The confidence interval for the change in this underlying homicide rate is:

\[ (14,123-13,927) \pm 1.96 \times \sqrt{14,123+13,927}=(-132.26, 524.26). \]

This interval clearly contains \(0\), so we cannot conclude that there was a real drop in the crime rate between 2018 and 2019. In other words, the \(1.4\%\) drop in homicides between 2018 and 2019 was within the range consistent with the noise in our world. It should not be confused with increased underlying safety in the US.

One More Thing

This type of thinking is also helpful in a slightly different context. Let’s focus on 2018, when there were \(14,123\) homicides in the US, corresponding to an average daily rate of about \(38.7\) cases.
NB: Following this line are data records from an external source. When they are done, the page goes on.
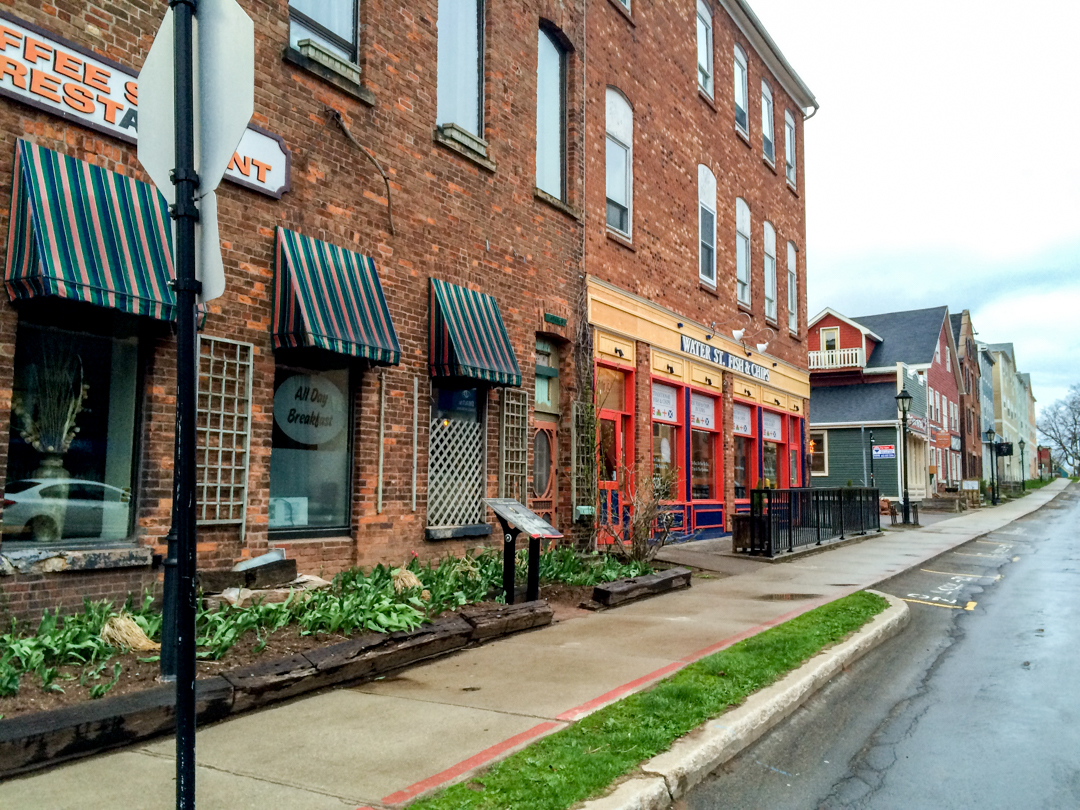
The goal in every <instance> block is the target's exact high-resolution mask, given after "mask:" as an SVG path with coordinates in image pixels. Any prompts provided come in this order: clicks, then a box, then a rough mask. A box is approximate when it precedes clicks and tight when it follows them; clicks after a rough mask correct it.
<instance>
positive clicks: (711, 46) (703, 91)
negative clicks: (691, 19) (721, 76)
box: [694, 0, 716, 98]
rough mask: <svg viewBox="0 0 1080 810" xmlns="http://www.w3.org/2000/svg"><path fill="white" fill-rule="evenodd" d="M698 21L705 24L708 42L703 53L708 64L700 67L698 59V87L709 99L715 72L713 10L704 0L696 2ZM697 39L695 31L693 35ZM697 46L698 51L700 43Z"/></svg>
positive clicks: (706, 34) (694, 23)
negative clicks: (701, 77)
mask: <svg viewBox="0 0 1080 810" xmlns="http://www.w3.org/2000/svg"><path fill="white" fill-rule="evenodd" d="M698 19H700V21H701V22H702V23H704V24H705V38H706V39H707V40H708V41H707V42H706V43H705V53H706V54H707V55H708V64H707V65H702V64H701V59H700V58H699V59H698V87H699V89H700V90H701V92H702V93H704V94H705V95H706V96H708V97H710V98H712V97H713V87H714V86H715V84H716V70H715V69H714V68H713V64H714V62H715V54H714V53H713V51H714V39H713V10H712V9H710V8H708V3H706V2H705V0H698ZM694 28H696V29H697V21H694ZM694 38H696V39H697V31H696V33H694ZM696 44H698V46H699V49H700V46H701V45H700V43H696ZM702 68H704V72H705V77H706V78H705V83H704V84H702V83H701V73H702Z"/></svg>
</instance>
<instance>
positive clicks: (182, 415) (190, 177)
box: [170, 0, 199, 810]
mask: <svg viewBox="0 0 1080 810" xmlns="http://www.w3.org/2000/svg"><path fill="white" fill-rule="evenodd" d="M170 5H171V6H172V9H173V26H174V27H173V48H174V64H173V71H174V93H175V100H174V103H175V108H174V110H175V123H176V133H175V137H176V167H175V168H174V170H173V183H174V184H175V186H176V204H175V206H174V208H173V212H172V214H173V218H174V219H175V220H176V245H175V251H176V260H175V262H174V264H175V267H176V281H175V283H174V285H173V288H174V289H175V292H176V433H177V435H176V461H175V469H174V472H173V474H174V475H175V486H174V490H175V492H176V505H175V514H176V535H177V542H176V544H177V556H176V562H177V566H176V580H177V585H178V588H177V598H176V807H177V810H194V807H195V467H194V464H195V375H197V374H198V366H197V362H198V357H197V351H198V347H197V345H195V341H197V339H198V335H197V332H195V297H197V294H198V292H199V282H198V281H197V280H195V220H197V219H198V217H199V214H198V211H197V210H195V189H197V188H198V187H199V178H198V176H197V175H195V166H194V83H193V79H192V76H193V70H192V36H191V33H192V18H193V17H194V14H195V0H170Z"/></svg>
Imagine someone asked us to calculate the probability that there would be less than \(25\) cases on a given day, but no such day took place in 2018. It would still be naïve to conclude that the probability of this event was zero.
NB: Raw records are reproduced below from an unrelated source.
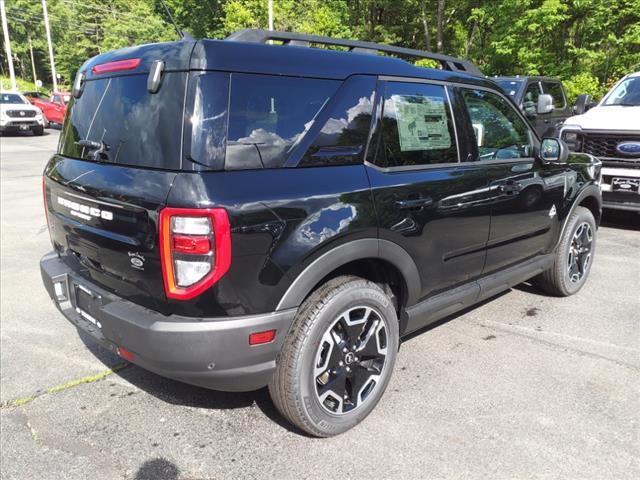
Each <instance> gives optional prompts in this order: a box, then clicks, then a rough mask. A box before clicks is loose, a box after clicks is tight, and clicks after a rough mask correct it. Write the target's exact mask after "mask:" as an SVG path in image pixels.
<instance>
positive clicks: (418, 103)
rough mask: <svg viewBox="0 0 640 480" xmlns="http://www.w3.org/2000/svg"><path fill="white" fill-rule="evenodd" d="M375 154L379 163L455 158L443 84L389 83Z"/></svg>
mask: <svg viewBox="0 0 640 480" xmlns="http://www.w3.org/2000/svg"><path fill="white" fill-rule="evenodd" d="M381 132H382V135H381V136H380V137H381V138H380V145H379V146H378V153H377V155H376V163H377V164H378V165H379V166H381V167H405V166H420V165H431V164H438V163H451V162H457V161H458V151H457V147H456V137H455V132H454V127H453V121H452V117H451V109H450V108H449V101H448V97H447V94H446V92H445V88H444V87H443V86H441V85H428V84H421V83H395V82H394V83H388V84H387V85H386V88H385V94H384V105H383V113H382V130H381Z"/></svg>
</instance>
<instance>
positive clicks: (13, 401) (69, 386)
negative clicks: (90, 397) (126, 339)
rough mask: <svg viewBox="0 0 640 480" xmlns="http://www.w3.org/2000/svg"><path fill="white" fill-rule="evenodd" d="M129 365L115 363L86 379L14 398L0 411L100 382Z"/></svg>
mask: <svg viewBox="0 0 640 480" xmlns="http://www.w3.org/2000/svg"><path fill="white" fill-rule="evenodd" d="M129 365H130V364H129V363H126V362H122V363H117V364H116V365H114V366H113V367H111V368H109V369H107V370H103V371H102V372H98V373H96V374H94V375H88V376H86V377H82V378H78V379H76V380H71V381H70V382H67V383H62V384H60V385H55V386H53V387H49V388H47V389H46V390H44V391H42V392H40V393H35V394H33V395H28V396H26V397H22V398H16V399H14V400H7V401H6V402H3V403H2V404H0V410H6V409H9V408H15V407H19V406H20V405H26V404H28V403H31V402H33V401H34V400H35V399H36V398H40V397H43V396H46V395H50V394H53V393H59V392H64V391H66V390H69V389H70V388H74V387H77V386H79V385H84V384H87V383H94V382H98V381H100V380H103V379H105V378H106V377H108V376H109V375H113V374H114V373H116V372H119V371H121V370H123V369H124V368H126V367H128V366H129Z"/></svg>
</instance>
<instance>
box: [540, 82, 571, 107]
mask: <svg viewBox="0 0 640 480" xmlns="http://www.w3.org/2000/svg"><path fill="white" fill-rule="evenodd" d="M542 88H543V89H544V93H548V94H549V95H551V96H552V97H553V106H554V108H558V109H563V108H564V107H565V105H566V103H565V100H564V93H563V91H562V86H561V85H560V83H559V82H542Z"/></svg>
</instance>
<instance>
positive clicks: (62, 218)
mask: <svg viewBox="0 0 640 480" xmlns="http://www.w3.org/2000/svg"><path fill="white" fill-rule="evenodd" d="M170 45H171V44H170ZM174 45H175V44H174ZM143 48H144V47H143ZM180 48H182V49H186V48H187V46H186V45H183V46H180ZM172 52H173V60H174V65H173V67H174V68H170V67H171V66H172V64H171V60H170V61H169V62H167V64H166V67H169V68H165V70H164V72H163V73H162V83H161V87H160V89H159V90H158V91H157V92H155V93H150V91H149V90H148V86H147V80H148V77H149V74H148V72H149V68H150V66H151V63H152V60H153V57H155V58H157V57H158V55H161V54H162V53H165V54H167V50H166V49H165V50H164V51H163V49H161V48H157V49H156V51H155V52H153V51H152V52H149V51H139V52H136V51H135V50H134V51H131V50H129V51H127V52H126V53H127V54H129V57H135V56H136V53H138V54H139V56H138V58H141V61H140V62H137V66H136V67H134V68H128V69H127V70H125V71H111V72H107V73H106V74H101V75H99V74H95V72H92V66H93V65H96V64H102V65H103V64H104V63H109V62H112V61H114V60H115V61H118V60H120V59H119V58H118V53H116V54H111V57H109V58H106V59H105V58H100V57H98V58H97V59H96V60H94V61H92V63H90V64H85V66H83V69H84V71H85V80H84V83H83V89H82V94H81V95H80V97H79V98H73V97H72V98H71V101H70V102H69V106H68V113H67V117H66V119H65V123H64V127H63V131H62V134H61V138H60V144H59V148H58V154H56V155H55V156H54V157H53V158H52V159H51V161H50V162H49V164H48V165H47V167H46V169H45V178H44V185H43V188H44V196H45V203H46V207H47V214H48V222H49V229H50V234H51V238H52V241H53V243H54V246H55V248H56V250H57V251H58V252H59V253H60V254H61V256H62V258H63V259H65V261H66V262H67V263H68V264H69V266H70V267H72V268H73V269H74V271H76V272H77V274H79V275H81V276H84V277H85V278H87V279H89V280H91V281H92V282H94V283H97V284H99V285H101V286H102V287H104V288H106V289H108V290H110V291H112V292H114V293H115V294H117V295H119V296H121V297H124V298H127V299H129V300H131V301H134V302H136V303H138V304H141V305H144V306H147V307H149V308H152V309H154V310H158V311H166V310H167V302H166V296H165V292H164V286H163V278H162V267H161V262H160V251H159V247H158V227H157V221H158V216H159V212H160V210H161V209H162V207H163V206H164V205H165V203H166V199H167V196H168V194H169V190H170V189H171V185H172V182H173V180H174V178H175V176H176V175H177V173H178V172H179V171H180V169H181V144H182V141H181V139H182V119H183V113H184V96H185V89H186V81H187V72H186V69H187V68H188V55H183V57H185V56H186V63H185V62H184V61H183V62H182V65H178V66H182V67H186V68H184V69H182V70H179V69H176V68H175V66H176V65H175V64H176V62H175V59H176V49H175V48H174V50H171V49H169V50H168V53H169V54H171V53H172ZM189 52H190V50H189ZM132 53H133V55H131V54H132ZM183 53H185V54H186V52H183ZM179 54H180V52H178V55H177V57H180V55H179ZM121 56H122V54H121ZM183 60H185V59H184V58H183ZM134 63H135V62H134ZM177 63H180V62H177ZM125 65H126V64H125ZM131 65H132V64H129V67H130V66H131ZM88 142H93V143H92V144H89V143H88ZM98 146H99V147H98Z"/></svg>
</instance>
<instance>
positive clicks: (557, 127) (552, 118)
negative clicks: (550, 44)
mask: <svg viewBox="0 0 640 480" xmlns="http://www.w3.org/2000/svg"><path fill="white" fill-rule="evenodd" d="M492 80H494V81H495V82H496V83H497V84H498V85H500V86H501V87H502V89H503V90H504V91H505V92H506V94H507V95H509V97H510V98H511V99H512V100H513V101H514V102H515V104H516V105H518V107H520V108H521V109H522V111H523V112H524V114H525V116H526V117H527V118H528V119H529V121H530V122H531V124H532V125H533V128H534V129H535V130H536V132H538V135H540V136H541V137H558V136H559V135H560V127H561V126H562V124H563V123H564V121H565V120H566V119H567V118H569V117H571V116H572V115H574V114H575V112H574V107H573V106H572V105H569V103H568V102H567V95H566V94H565V91H564V86H563V85H562V82H560V80H556V79H555V78H550V77H519V76H518V77H493V78H492Z"/></svg>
We can look at the left tail of the Poisson distribution with mean \(\lambda = 38.7\) to answer this question:

R
Python

ppois(25, lambda=38.7)
>[1] 0.01270669

from scipy.stats import poisson

# Define the mean of the Poisson distribution
lambda_value = 38.7

# Calculate the cumulative probability for less than 25 cases
probability = poisson.cdf(25, mu=lambda_value)
print(probability)
>[1] 0.01270669

This gives us a \(1.27%\) probability of such an event, suggesting that, on average, there should be about \(4.6\) such days per year. Data would not help answer this question.

Bottom Line

Working with all data eliminates the uncertainty that usually arises in random samples.
Confidence intervals in such settings are still meaningful – they represent uncertainty associated with the underlying parameters of a metaphorical population.

Where to Learn More

This article was inspired by “The Art of Statistics” (2019) which beautifully explains an impressively wide range of statistical topics in an engaging way. It is a non-technical read accessible to everyone interested in combining statistics and data to make inferences about the world.

References

The FBI (2018) Crime in the US.

The FBI (2019) Crime in the US.

Spiegelhalter, D. (2019). The art of statistics: Learning from data. Penguin UK.